Rhye wasn’t supposed to get this big this fast. The project, originally born from a collaboration between writer/producer Robin Hannibal and singer/composer Michael Milosh, seemed to be a studio experiment, a collection of sinewy, moody R&B songs created for a controlled environment. But then Woman turned out to be a bigger success than anyone had anticipated, charting on the Billboard Top 100 Albums chart and making the single “The Fall” a staple in indie romantic drama films for a while. None of this success was undeserved – Woman is majestic in the way it an immersive, intimate, romantic experience – but it perhaps made Rhye into a bigger concern than it was ever meant to be. Thus, a follow-up for a group that was arguably only meant to last a short time became something of a necessity, even as Hannibal departed and Milosh was forced into creating a full band to execute his vision. On Blood, Milosh gives an idea of what Rhye will be as an ongoing concern, and the result is something not too different from what came before.
Wisely, Milosh has opted for consistency on Blood, even with the overhaul of personnel. The music remains smooth and sexy, the vocals are light and airy, and the album cover is a sensual black-and-white photo. The changes that are here are minimal, and they largely serve to highlight the current nature of Rhye as a band as opposed to a bedroom project. Live drums replaced the soft electronic beats, and the whole affair has a far warmer feel than what we’re used to. While it doesn’t have the surprise and fresh feel that Woman had, Blood still wisely focuses on Rhye’s strengths, and there are many pleasures to be found on the album as a result.
Unfortunately, that consistency comes at something of a price. While the compositions on Blood are fairly consistent, there’s nothing quite as vibrant as those early singles to stand out. “Count to Five” and “Taste” are both fine songs, but they are nowhere near as inviting as some of Milosh’s best singles. Clearly, the singer put a greater emphasis on overall tone and mood over individual songcraft, and while Blood largely succeeds in that regard, it’s a shame to see Milosh willingly hold himself back as a songwriter.
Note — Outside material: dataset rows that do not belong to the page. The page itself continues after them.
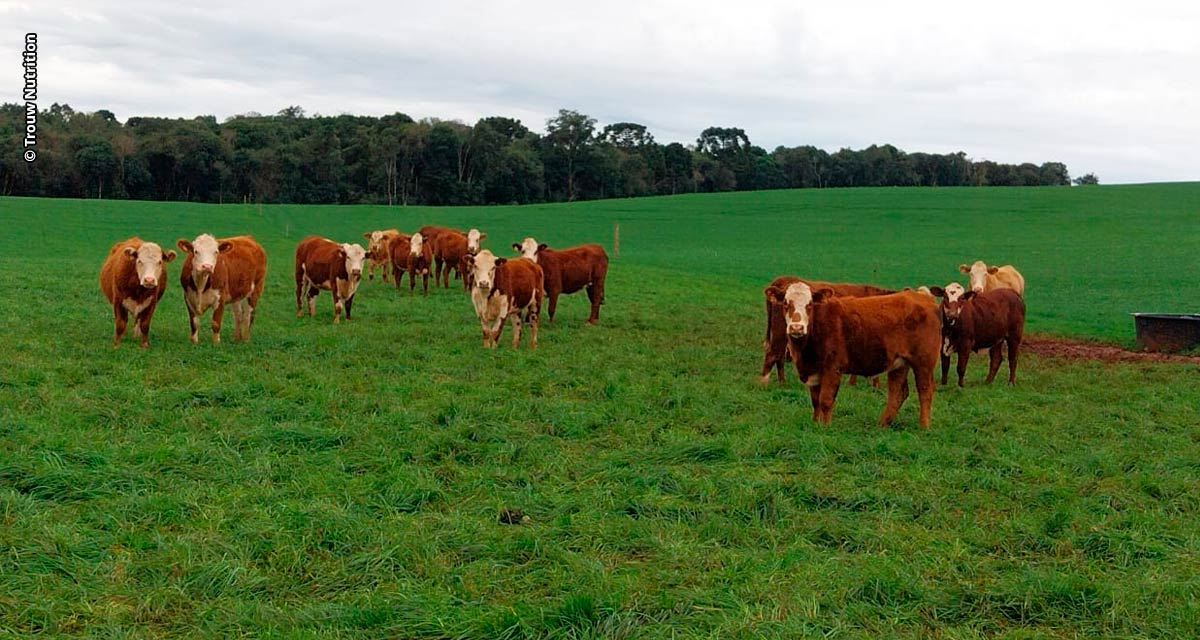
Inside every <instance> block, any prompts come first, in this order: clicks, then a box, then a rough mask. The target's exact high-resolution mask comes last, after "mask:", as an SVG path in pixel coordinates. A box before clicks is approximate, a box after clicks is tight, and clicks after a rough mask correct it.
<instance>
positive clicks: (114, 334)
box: [113, 303, 130, 347]
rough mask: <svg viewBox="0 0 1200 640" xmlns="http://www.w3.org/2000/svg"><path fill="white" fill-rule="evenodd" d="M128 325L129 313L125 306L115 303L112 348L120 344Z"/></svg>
mask: <svg viewBox="0 0 1200 640" xmlns="http://www.w3.org/2000/svg"><path fill="white" fill-rule="evenodd" d="M128 324H130V312H128V311H127V310H126V309H125V305H122V304H121V303H116V304H115V305H113V327H114V333H113V346H114V347H115V346H116V345H120V343H121V337H124V336H125V328H126V327H128Z"/></svg>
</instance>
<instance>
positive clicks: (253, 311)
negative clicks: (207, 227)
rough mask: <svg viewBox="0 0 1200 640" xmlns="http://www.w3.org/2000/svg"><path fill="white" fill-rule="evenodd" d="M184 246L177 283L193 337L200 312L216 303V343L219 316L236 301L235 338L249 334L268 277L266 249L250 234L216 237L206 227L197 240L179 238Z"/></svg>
mask: <svg viewBox="0 0 1200 640" xmlns="http://www.w3.org/2000/svg"><path fill="white" fill-rule="evenodd" d="M175 245H178V246H179V249H180V250H181V251H184V252H185V253H186V255H187V257H186V258H184V267H182V270H181V273H180V274H179V283H180V285H182V287H184V303H185V304H186V305H187V318H188V321H190V323H191V327H192V343H193V345H194V343H197V342H199V336H198V334H199V330H200V316H203V315H204V312H205V311H208V310H209V309H210V307H211V309H212V343H214V345H216V343H217V342H221V321H222V318H223V316H224V307H226V305H233V306H232V309H233V339H234V340H235V341H238V340H244V341H248V340H250V327H251V325H252V324H253V323H254V310H256V309H257V307H258V298H259V297H260V295H262V294H263V282H264V280H265V279H266V251H263V246H262V245H259V244H258V243H257V241H254V239H253V238H251V237H250V235H235V237H233V238H222V239H220V240H217V239H216V238H214V237H212V235H211V234H208V233H202V234H200V235H197V237H196V239H194V240H192V241H187V240H186V239H184V238H180V239H179V240H178V241H175Z"/></svg>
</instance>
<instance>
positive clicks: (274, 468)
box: [0, 184, 1200, 638]
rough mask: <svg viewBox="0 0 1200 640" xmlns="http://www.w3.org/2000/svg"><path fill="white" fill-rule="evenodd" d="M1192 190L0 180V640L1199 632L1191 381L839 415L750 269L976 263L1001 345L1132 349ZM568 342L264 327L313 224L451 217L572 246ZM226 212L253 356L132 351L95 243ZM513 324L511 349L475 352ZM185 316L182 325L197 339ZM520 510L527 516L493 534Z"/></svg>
mask: <svg viewBox="0 0 1200 640" xmlns="http://www.w3.org/2000/svg"><path fill="white" fill-rule="evenodd" d="M1198 204H1200V185H1196V184H1180V185H1150V186H1120V187H1098V189H1022V190H1003V189H992V190H970V189H954V190H899V189H886V190H847V191H792V192H769V193H746V195H727V196H725V195H722V196H690V197H678V198H653V199H638V201H608V202H599V203H580V204H571V205H547V207H526V208H475V209H418V208H409V209H398V208H396V209H388V208H382V207H380V208H372V207H362V208H336V207H328V208H323V207H264V208H262V209H259V208H258V207H240V205H232V207H212V205H190V204H175V203H121V202H91V201H86V202H85V201H40V199H0V228H2V229H4V231H2V232H0V283H2V287H0V328H2V330H4V335H5V349H4V355H2V366H0V585H2V587H0V634H4V633H8V634H12V635H16V636H28V635H32V634H35V633H42V634H47V635H95V636H119V638H140V636H163V635H191V636H205V638H214V636H235V635H253V636H289V638H290V636H334V638H343V636H344V638H354V636H361V638H380V636H401V638H403V636H430V638H503V636H508V638H523V636H539V638H540V636H550V638H661V636H672V635H673V636H683V638H686V636H704V638H761V636H779V638H799V636H814V638H815V636H829V635H833V636H845V638H880V636H910V638H930V636H934V638H982V636H997V635H1001V636H1009V638H1040V636H1054V638H1058V636H1062V638H1074V636H1144V638H1171V636H1174V638H1194V636H1196V635H1200V623H1198V622H1196V621H1198V620H1200V579H1198V578H1196V576H1198V575H1200V538H1198V534H1196V532H1195V522H1196V521H1198V518H1200V462H1198V460H1200V411H1198V407H1200V384H1196V381H1198V379H1200V378H1198V376H1196V375H1198V372H1200V370H1198V367H1196V366H1195V365H1188V364H1156V365H1132V364H1102V363H1094V361H1064V360H1052V359H1040V358H1037V357H1025V358H1024V361H1022V365H1021V369H1020V371H1019V372H1018V376H1019V384H1018V385H1016V387H1013V388H1009V387H1006V385H1000V384H997V385H995V387H990V388H986V387H983V385H982V378H983V375H984V371H983V369H984V359H983V358H979V359H976V360H974V361H973V365H972V369H971V370H970V371H968V379H967V388H966V389H961V390H960V389H956V388H952V389H944V388H942V389H940V390H938V393H937V394H936V396H935V402H934V420H932V427H931V429H930V430H920V429H918V427H917V426H916V401H914V399H912V401H910V403H907V405H906V406H905V407H904V409H902V411H901V413H900V418H899V420H898V427H896V429H893V430H880V429H878V427H876V426H874V425H875V420H876V419H877V417H878V413H880V412H881V409H882V405H883V394H882V391H880V390H876V389H871V388H869V387H863V385H859V387H857V388H848V387H844V388H842V389H844V390H842V393H841V395H840V397H839V402H838V406H836V408H835V412H834V419H833V424H832V425H830V426H816V425H812V424H811V423H810V420H809V415H810V412H811V409H810V407H809V400H808V396H806V394H802V393H800V390H799V389H798V388H797V387H796V385H794V376H792V375H791V373H790V377H791V378H792V381H793V382H792V385H790V387H786V388H782V387H778V385H772V387H768V388H761V387H758V385H757V383H756V382H755V376H756V373H757V371H758V365H760V361H761V347H760V342H761V339H762V335H761V333H762V318H761V313H762V311H761V306H762V303H761V300H762V293H761V292H762V286H763V283H764V282H766V281H767V280H769V279H770V277H772V276H774V275H778V274H781V273H798V274H808V275H814V276H820V277H828V279H838V280H862V281H872V282H878V283H883V285H894V286H900V285H908V283H924V282H938V283H944V282H946V281H948V280H950V279H954V277H955V276H958V275H959V274H958V273H956V271H955V270H954V269H955V267H956V265H958V264H959V263H960V262H966V261H970V259H973V258H977V257H980V258H984V259H988V261H989V262H996V263H1009V262H1010V263H1013V264H1015V265H1018V267H1019V268H1020V269H1021V271H1022V273H1024V274H1025V277H1026V280H1027V283H1028V294H1027V300H1028V307H1030V315H1028V330H1031V331H1039V333H1049V334H1061V335H1069V336H1078V337H1086V339H1097V340H1105V341H1116V342H1122V343H1130V342H1132V337H1133V336H1132V325H1133V323H1132V321H1130V318H1129V317H1128V315H1127V313H1128V312H1130V311H1144V310H1145V311H1194V310H1195V309H1198V307H1200V289H1198V288H1196V287H1195V275H1196V269H1195V267H1194V263H1195V256H1196V255H1198V250H1200V228H1198V227H1196V217H1195V215H1196V211H1198V210H1200V207H1198ZM616 221H619V223H620V257H619V258H618V259H614V261H613V263H612V267H611V270H610V282H608V294H607V304H606V305H605V306H604V307H602V311H601V324H600V325H599V327H583V325H582V322H583V319H584V318H586V317H587V303H586V299H584V298H582V297H581V295H574V297H568V298H565V299H563V300H560V303H559V311H558V318H557V319H558V323H557V324H556V325H553V327H550V325H546V324H544V327H542V333H541V335H540V348H539V349H538V351H534V352H530V351H527V349H526V348H524V346H522V348H521V349H520V351H515V352H514V351H511V349H510V348H508V347H506V346H505V347H502V348H500V349H497V351H493V352H490V351H485V349H484V348H482V347H481V345H480V336H479V325H478V322H476V321H475V319H474V315H473V311H472V306H470V303H469V300H468V299H467V298H466V295H464V294H462V293H461V292H446V291H442V289H438V291H436V292H433V293H432V294H431V295H430V297H428V298H421V297H419V295H418V297H416V298H413V297H409V295H408V294H407V283H406V292H404V293H403V294H397V293H396V292H395V291H394V289H391V288H389V287H384V286H383V285H380V283H379V282H366V283H364V288H362V289H361V291H360V293H359V297H358V299H356V301H355V306H354V313H355V316H354V317H355V319H354V321H353V322H350V323H344V324H342V325H338V327H334V325H332V324H331V323H330V322H329V321H330V317H331V305H330V300H329V295H328V293H325V294H323V295H322V298H320V299H319V300H318V317H317V318H314V319H313V318H299V319H298V318H295V316H294V300H293V288H292V283H290V257H292V249H293V246H294V244H295V241H296V240H299V238H300V237H302V235H305V234H307V233H320V234H325V235H330V237H334V238H341V239H347V240H352V239H355V238H359V239H360V238H361V233H362V232H364V231H367V229H371V228H378V227H384V226H389V227H390V226H398V227H400V228H403V229H412V228H415V227H418V226H420V225H421V223H424V222H445V223H452V225H461V226H479V227H480V228H482V229H484V231H486V232H487V233H488V238H487V240H485V246H490V247H492V249H493V250H496V251H498V252H502V253H505V255H508V253H511V252H510V251H502V247H505V246H506V245H508V244H510V243H511V241H515V240H520V239H521V238H522V237H524V235H527V234H533V235H536V237H538V238H539V239H544V240H546V241H550V243H551V244H571V243H578V241H586V240H600V241H602V243H604V244H605V245H606V246H610V247H611V238H612V227H613V223H614V222H616ZM205 231H211V232H214V233H216V234H218V235H221V234H233V233H253V234H254V235H256V237H258V238H259V240H260V241H262V243H263V245H264V246H265V247H266V250H268V255H269V256H270V261H271V262H270V268H269V274H268V291H266V293H265V294H264V297H263V306H262V310H260V316H259V318H258V321H257V323H256V325H254V329H253V341H252V342H251V343H248V345H234V343H233V342H232V340H230V337H232V334H230V331H232V323H230V322H227V323H226V324H227V329H226V336H224V337H226V342H223V343H222V345H220V346H218V347H212V346H211V345H209V343H206V342H205V341H203V340H202V343H200V345H198V346H193V345H191V343H190V342H187V334H188V329H187V319H186V312H185V310H184V304H182V299H181V295H180V292H179V288H178V285H176V282H178V274H179V263H174V264H172V265H170V267H169V275H170V281H172V283H173V286H172V288H170V289H169V291H168V293H167V297H166V298H164V299H163V301H162V304H161V305H160V307H158V312H157V313H156V316H155V321H154V325H152V330H151V343H152V347H151V348H150V349H149V351H143V349H139V348H137V346H136V343H134V342H133V341H131V340H130V339H128V336H127V337H126V342H125V343H122V345H121V346H120V347H119V348H115V349H114V348H112V347H110V346H109V340H110V336H112V329H113V327H112V318H110V311H109V310H108V307H107V305H106V303H104V300H103V297H102V295H101V293H100V291H98V286H97V282H96V277H97V273H98V268H100V263H101V262H102V259H103V256H104V255H106V252H107V250H108V246H109V245H110V244H112V243H113V241H114V240H118V239H121V238H125V237H128V235H133V234H139V235H142V237H143V238H145V239H149V240H156V241H160V243H166V244H173V241H174V240H175V239H176V238H180V237H187V238H192V237H194V235H196V234H198V233H200V232H205ZM509 336H510V334H509V333H508V331H506V333H505V341H502V343H505V345H506V339H508V337H509ZM202 337H205V330H202ZM505 508H514V509H521V510H522V512H524V513H526V514H527V515H528V516H529V522H528V524H523V525H503V524H499V522H498V519H497V518H498V514H499V513H500V510H502V509H505Z"/></svg>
And then there’s the issue of the lyrics. Now, there’s nothing wrong with vague songwriting in R&B or pop music of any kind; it can sometimes help a listener connect with a song in a way that they wouldn’t otherwise. But Milosh relies far too heavily on desperate tropes and double entendres delivered so sincerely that they’re robbed of any power that they have. The sensual power of Milosh’s delivery of “Oh my god” on “Phoenix” is all but negated by the wink-and-nudge of the preceding lyric: “I’m coming fast / I’m coming fast.” It’s hard to tell whether Milosh didn’t try hard enough or tried too hard with some of these lines, but they put a damper on the mood the more time one gives to Blood.
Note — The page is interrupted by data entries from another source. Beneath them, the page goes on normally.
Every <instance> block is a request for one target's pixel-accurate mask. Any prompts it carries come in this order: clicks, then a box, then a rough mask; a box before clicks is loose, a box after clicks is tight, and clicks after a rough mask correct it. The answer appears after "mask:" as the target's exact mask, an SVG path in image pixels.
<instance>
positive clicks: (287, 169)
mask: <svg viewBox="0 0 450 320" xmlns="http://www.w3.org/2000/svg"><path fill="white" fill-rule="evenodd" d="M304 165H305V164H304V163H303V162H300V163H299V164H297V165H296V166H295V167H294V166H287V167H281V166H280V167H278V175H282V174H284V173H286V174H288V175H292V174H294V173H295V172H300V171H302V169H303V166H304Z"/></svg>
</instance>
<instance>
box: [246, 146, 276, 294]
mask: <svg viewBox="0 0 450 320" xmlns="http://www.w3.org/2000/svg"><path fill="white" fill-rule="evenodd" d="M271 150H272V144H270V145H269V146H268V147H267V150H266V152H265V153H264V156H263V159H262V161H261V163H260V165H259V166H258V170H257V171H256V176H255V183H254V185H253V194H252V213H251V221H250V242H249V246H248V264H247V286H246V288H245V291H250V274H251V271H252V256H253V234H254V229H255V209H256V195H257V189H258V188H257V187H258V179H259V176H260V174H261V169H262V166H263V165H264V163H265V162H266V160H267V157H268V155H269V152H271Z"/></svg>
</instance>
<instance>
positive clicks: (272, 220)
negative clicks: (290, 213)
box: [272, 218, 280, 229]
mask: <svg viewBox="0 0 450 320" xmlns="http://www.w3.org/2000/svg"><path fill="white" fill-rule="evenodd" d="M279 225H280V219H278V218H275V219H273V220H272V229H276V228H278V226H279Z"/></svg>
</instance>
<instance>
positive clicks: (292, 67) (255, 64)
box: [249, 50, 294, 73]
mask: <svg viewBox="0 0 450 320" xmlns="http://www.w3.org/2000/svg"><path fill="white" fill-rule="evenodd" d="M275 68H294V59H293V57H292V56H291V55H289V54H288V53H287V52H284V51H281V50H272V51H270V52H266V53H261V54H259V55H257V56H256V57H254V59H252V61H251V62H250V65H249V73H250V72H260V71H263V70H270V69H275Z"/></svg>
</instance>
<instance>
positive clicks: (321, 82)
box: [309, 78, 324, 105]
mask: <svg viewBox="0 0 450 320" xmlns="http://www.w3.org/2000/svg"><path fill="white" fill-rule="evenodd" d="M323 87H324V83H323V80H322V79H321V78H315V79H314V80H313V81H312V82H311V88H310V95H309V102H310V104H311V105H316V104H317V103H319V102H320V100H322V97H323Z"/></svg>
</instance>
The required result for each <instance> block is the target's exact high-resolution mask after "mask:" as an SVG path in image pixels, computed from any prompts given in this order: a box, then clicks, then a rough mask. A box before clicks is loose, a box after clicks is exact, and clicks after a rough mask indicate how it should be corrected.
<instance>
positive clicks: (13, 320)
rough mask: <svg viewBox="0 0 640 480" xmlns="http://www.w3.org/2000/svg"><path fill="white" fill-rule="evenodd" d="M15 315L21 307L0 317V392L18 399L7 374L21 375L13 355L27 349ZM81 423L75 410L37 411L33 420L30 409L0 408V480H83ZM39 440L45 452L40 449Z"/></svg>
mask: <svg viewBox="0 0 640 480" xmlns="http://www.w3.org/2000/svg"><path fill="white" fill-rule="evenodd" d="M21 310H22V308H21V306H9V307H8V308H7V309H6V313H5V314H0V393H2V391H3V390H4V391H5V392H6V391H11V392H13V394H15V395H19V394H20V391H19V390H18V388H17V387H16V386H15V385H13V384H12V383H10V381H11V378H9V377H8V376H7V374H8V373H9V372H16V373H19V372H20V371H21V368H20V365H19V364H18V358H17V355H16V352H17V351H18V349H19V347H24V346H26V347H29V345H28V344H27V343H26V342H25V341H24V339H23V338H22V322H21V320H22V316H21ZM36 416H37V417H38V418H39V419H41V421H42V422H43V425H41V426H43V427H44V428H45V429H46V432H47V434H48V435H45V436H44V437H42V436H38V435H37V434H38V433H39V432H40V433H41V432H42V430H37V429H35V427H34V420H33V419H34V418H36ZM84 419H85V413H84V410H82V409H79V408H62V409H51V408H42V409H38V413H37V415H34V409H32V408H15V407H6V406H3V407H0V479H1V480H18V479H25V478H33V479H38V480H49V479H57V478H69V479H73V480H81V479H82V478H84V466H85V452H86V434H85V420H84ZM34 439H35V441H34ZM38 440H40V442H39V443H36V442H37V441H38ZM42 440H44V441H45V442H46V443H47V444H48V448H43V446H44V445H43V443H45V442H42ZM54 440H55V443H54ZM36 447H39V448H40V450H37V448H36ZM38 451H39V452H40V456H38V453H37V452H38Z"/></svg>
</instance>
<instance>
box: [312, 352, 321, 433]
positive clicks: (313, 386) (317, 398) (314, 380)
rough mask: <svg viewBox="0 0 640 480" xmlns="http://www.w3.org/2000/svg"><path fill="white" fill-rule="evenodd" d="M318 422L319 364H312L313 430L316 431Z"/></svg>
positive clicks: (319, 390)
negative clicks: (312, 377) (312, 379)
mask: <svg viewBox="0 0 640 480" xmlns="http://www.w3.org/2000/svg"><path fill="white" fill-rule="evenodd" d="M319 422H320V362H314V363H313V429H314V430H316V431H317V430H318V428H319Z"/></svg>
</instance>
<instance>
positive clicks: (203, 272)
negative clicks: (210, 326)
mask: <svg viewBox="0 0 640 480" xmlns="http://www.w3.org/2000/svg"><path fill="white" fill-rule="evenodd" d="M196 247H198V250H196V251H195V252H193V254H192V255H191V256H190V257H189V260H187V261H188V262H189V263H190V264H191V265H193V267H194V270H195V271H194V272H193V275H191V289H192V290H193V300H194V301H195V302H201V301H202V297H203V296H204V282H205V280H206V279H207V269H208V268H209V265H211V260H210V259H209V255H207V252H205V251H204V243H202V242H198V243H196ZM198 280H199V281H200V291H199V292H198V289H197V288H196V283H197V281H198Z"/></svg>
In the end, Blood is equal parts impressive and frustrating. In many ways, Milosh recreates the triumphs of his previous work with a new recording process and a new set of characters, but his lyrical shortcomings and push to maintain a consistent mood above all else hold him back somewhat. Fans of Woman might derive some enjoyment from this, but anyone hoping for more evolution may be disheartened by how frequently Milosh plays it safe.